I refer back to the reasons for these recent postings which is to make society more aware of the deafblind like my son and the 100km walk I’ll be doing on May 12/13th to raise money for SENSE, the deafblind charity who have helped my son and others who have much more profound losses than he does.
Please click on my Virgin Money Giving link to pledge even just a few pounds so that I may raise money in order that SENSE may keep helping people like First Born and continue to give, not only them but their families, the support that they need. Organisations like this offer practical, emotional and sometimes even financial support to families who, without them, may not be able to cope or give their child or family member the best help or support they can. They have been an invaluable resource to us, please help them to keep being an invaluable resource to others as well.
To those of you who are following this story, thank you. And a big thank you to those of you who have been pledging money and sending kind words of support and encouragement.
I only walked a few miles today to “ease myself into my training programme” and I’m EXHAUSTED. Your words of encouragement and donations will be what keeps my legs moving when I take off on what I hope will be a warm and sunny morning!
Night night x
As a footnote, I just wanted to add that, as First Born developed his relationship with the deaf world, my wounds of his deafness hitting me healed quickly. I didn’t feel sorry for myself before, I felt sorry for him. In that instant, at that Christmas Party and for a few months afterwards, I did feel sorry for myself. But I stopped feeling sorry for him and for me because, when I looked at him with his deaf peers, I realised that neither he nor any of them felt sorry for themselves and if this little boy who had been thrown a bag of lemons didn’t feel sorry for himself, why should I feel sorry for me? That was not my right! He gave me the strength to carry on.

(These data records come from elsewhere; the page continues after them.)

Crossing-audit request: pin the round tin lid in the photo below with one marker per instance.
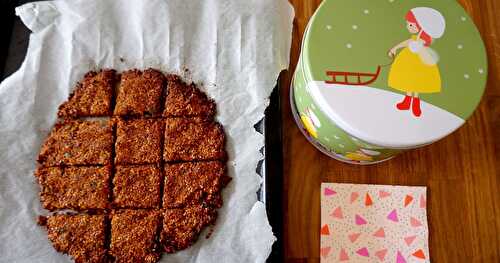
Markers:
(397, 74)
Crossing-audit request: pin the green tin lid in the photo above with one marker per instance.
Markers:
(394, 73)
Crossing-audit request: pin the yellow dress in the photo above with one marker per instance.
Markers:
(409, 74)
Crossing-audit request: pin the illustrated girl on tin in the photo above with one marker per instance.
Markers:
(415, 68)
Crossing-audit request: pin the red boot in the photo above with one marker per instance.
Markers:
(405, 104)
(415, 107)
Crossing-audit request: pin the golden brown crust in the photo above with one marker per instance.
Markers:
(138, 141)
(137, 186)
(185, 100)
(182, 226)
(75, 142)
(140, 93)
(133, 235)
(91, 97)
(77, 188)
(81, 236)
(193, 183)
(193, 139)
(77, 168)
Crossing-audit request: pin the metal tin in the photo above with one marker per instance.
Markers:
(378, 77)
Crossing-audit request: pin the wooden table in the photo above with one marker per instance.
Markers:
(460, 171)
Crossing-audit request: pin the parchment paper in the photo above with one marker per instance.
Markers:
(236, 49)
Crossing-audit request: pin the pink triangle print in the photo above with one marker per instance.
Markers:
(360, 220)
(343, 255)
(354, 196)
(325, 251)
(381, 254)
(400, 258)
(383, 194)
(415, 222)
(363, 252)
(353, 237)
(393, 216)
(337, 213)
(409, 240)
(328, 192)
(379, 233)
(374, 223)
(423, 203)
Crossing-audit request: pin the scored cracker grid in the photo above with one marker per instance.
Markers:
(126, 132)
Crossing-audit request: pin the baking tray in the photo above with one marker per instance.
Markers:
(14, 45)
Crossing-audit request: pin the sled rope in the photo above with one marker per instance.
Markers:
(342, 77)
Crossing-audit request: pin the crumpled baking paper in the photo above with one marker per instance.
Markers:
(235, 49)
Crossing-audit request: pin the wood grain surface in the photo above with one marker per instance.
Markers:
(460, 171)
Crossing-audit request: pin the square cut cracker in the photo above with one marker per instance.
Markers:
(81, 236)
(139, 141)
(140, 93)
(182, 226)
(76, 187)
(194, 183)
(193, 139)
(91, 97)
(76, 142)
(186, 100)
(133, 234)
(137, 186)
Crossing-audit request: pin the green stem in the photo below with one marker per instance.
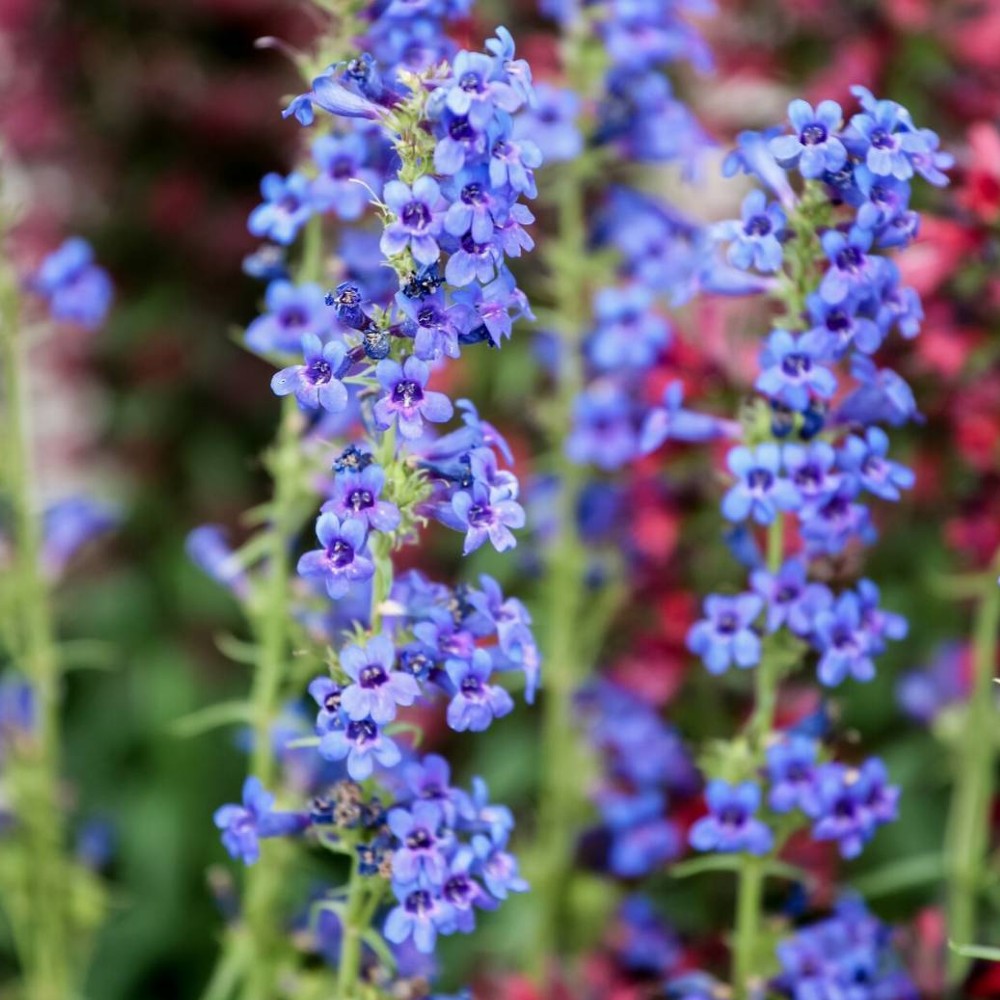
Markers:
(352, 929)
(750, 887)
(45, 932)
(969, 822)
(270, 618)
(565, 663)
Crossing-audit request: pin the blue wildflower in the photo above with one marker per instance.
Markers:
(731, 825)
(726, 634)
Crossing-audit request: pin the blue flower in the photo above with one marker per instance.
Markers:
(759, 491)
(476, 702)
(791, 600)
(671, 422)
(362, 743)
(293, 312)
(755, 240)
(286, 208)
(814, 146)
(421, 915)
(731, 825)
(417, 219)
(356, 494)
(852, 271)
(844, 643)
(343, 560)
(407, 402)
(327, 694)
(792, 369)
(866, 459)
(791, 771)
(76, 289)
(377, 688)
(629, 332)
(842, 327)
(487, 513)
(343, 185)
(243, 826)
(420, 855)
(726, 634)
(812, 470)
(315, 383)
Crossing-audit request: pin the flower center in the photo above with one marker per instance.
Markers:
(360, 499)
(796, 365)
(882, 139)
(319, 372)
(850, 259)
(362, 732)
(406, 393)
(372, 675)
(813, 134)
(416, 215)
(758, 225)
(341, 553)
(419, 839)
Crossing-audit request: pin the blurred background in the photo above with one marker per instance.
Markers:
(146, 126)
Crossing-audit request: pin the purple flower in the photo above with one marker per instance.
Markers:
(286, 208)
(418, 214)
(406, 401)
(814, 146)
(852, 271)
(476, 702)
(866, 459)
(420, 915)
(629, 332)
(791, 600)
(343, 560)
(377, 688)
(343, 186)
(812, 471)
(792, 370)
(243, 826)
(361, 742)
(327, 694)
(844, 642)
(420, 855)
(487, 513)
(731, 825)
(755, 240)
(293, 312)
(759, 491)
(76, 289)
(726, 634)
(671, 422)
(791, 771)
(356, 495)
(315, 383)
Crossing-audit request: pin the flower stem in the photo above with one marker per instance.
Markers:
(564, 586)
(44, 933)
(969, 821)
(750, 887)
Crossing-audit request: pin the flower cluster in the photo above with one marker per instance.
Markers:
(421, 159)
(848, 954)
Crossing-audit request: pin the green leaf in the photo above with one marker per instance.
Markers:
(226, 713)
(976, 951)
(924, 869)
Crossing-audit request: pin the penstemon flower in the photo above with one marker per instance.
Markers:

Also, if you have no idea how the deaf and hearing world can collide and the impact it can have on a family or a deaf person, the whole reason this conversation came up with my son was because we were discussing a TV series which came out recently about a couple of girls switched at birth. One of the girls is deaf and grew up in a deaf friendly environment and is then thrown into a world with no experience of hearing loss. It is very interesting to watch from the perspective of gaining insight into how the two worlds can collide. Have a watch if you can!!